At the time of the 1911 census, the population of Shek Wu Hui was 56. The number of males was 37.

In 1972, Shek Wu Hui the indigenous market town, combined with modern market centre Luen Wo Hui and indigenous villages in Fanling (Fan Leng Tai Wai, Fan Leng Nam Wai and Fanling Pak Wai) and Sheung Shui (Sheung Shui Wai), was selected as one of the three construction sites for satellite towns (new towns). The two other market towns were Tai Po and Yuen Long. The new town, Fanling - Sheung Shui - Shek Wu Hui, was later known as just Fanling–Sheung Shui New Town.

The villages of Fanling, in the past belonged to Tai Po Tsat Yeuk, an inter-village alliance. The alliance founded Tai Wo Shi circa 1892, which later known as [new] Tai Po Hui (Tai Po Market) and the old Tai Po Hui became Tai Po Old Market instead. The owner of Tai Po Old Market, Tang clan, another Five Great Clans, also involved in the founding of Luen Wo Hui in 1951, a relative more modern market centre between Shek Wu Hui and Tai Po Hui, and was located in Fanling.

In the past, the market town did not open every day. It was reported that Shek Wu Hui was opened in the 1st, 4th, 7th, 11th, 14th, 17th, 21st, 24th, 27th day of the month in the Chinese lunar calendar, and was the same as Luen Wo Hui according to some source.
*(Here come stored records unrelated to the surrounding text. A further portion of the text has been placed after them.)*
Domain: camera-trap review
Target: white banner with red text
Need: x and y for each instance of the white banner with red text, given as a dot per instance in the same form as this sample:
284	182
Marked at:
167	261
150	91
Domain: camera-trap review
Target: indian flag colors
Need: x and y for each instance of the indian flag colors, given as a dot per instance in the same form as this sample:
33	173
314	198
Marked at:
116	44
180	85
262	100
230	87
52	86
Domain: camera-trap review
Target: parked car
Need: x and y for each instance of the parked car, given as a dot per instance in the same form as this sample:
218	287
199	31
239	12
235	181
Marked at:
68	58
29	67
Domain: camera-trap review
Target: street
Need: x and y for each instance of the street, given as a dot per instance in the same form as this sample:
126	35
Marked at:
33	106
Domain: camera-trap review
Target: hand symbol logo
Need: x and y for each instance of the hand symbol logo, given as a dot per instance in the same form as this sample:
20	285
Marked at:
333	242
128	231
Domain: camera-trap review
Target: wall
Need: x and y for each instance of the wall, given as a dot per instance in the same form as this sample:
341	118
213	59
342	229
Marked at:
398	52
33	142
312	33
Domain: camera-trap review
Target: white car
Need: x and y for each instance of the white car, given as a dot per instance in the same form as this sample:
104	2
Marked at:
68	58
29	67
The two markets are close together. The arrangement made people from other villages, have to choose either Shek Wu Hui or Luen Wo Hui. According to another source, villagers from Lin Ma Hang, which co-founded the market town in Sha Tau Kok (the location also shown in the 1898 map) in the 1820s to the 1830s, also went to Shek Wu Hui, Luen Wo Hui and Shenzhen. Lin Ma Hang was part of the 10 "Yeuk" of Sha Tau Kok, and each Yeuk itself consists of one or more villages. However, in that source it claimed Shek Wu Hui (1st, 4th, 7th sequence) had a different opening days with Luen Wo Hui, Shenzhen (both 2nd, 5th, 8th sequence), as well as Sha Tau Kok (3rd, 6th, 9th sequence). On top of the confusion, another book claimed the opening days of Shek Wu Hui and Sha Tau Kok were the same (1st, 4th, 7th sequence). Nevertheless, due to the colonial Hong Kong government closed the border after the establishment of the People's Republic of China as well as influx of economic and political refugees from the north, villagers from Lin Ma Hang were unable to access Shenzhen, while Sha Tau Kok lost half of its hinterland, making Shek Wu Hui became a more favourable choice. It was reported that villagers from Lin Ma Han, also contributed in the foundation of Luen Wo Hui.

===In modern day===
Shek Wu Hui in modern-day are composed of post-Qing dynasty buildings. A street of the neighbourhood, Tsun Fu Street (巡撫街), was a memorial of early Qing officials that submitted a request on behalf with villagers. Qing Empire had forbidden people to live near to the coast since 1661, due to Taiwan was not yet conquered until 1683, and such "sea-ban" (海禁) was to cut-off the connection between villages that under Qing Empire and the Southern Ming and the Kingdom of Tungning. The villagers seek to abolish such rule for years. The request was accepted by the emperor and villagers were allowed to return to their native place. Tsun Fu Street, was the location of a temple in memorial of the officials. However, the temple, along with the market town, was destroyed by fire. The area and the market were rebuilt, but not the temple.

Due to the establishment of Fanling–Sheung Shui New Town, new shopping malls were built in other places in Sheung Shui to compete with Shek Wu Hui. In the 1990s, the wet market was relocated to Shek Wu Hui Complex Building. The building itself was located within Sheung Shui, but not within Shek Wu Hui.

In recent years, Shek Wu Hui was criticized as one of the cross-border shopping centre for the Mainland China tourists, which also accused as one of the black spot of smuggling, as the tourists and smuggler bought goods in Shek Wu Hui and transported those goods back to the mainland as hand carry luggage, via East Rail line. Shek Wu Hui is served by Sheung Shui station, which is the second last stop of the former Kowloon–Canton Railway (British section).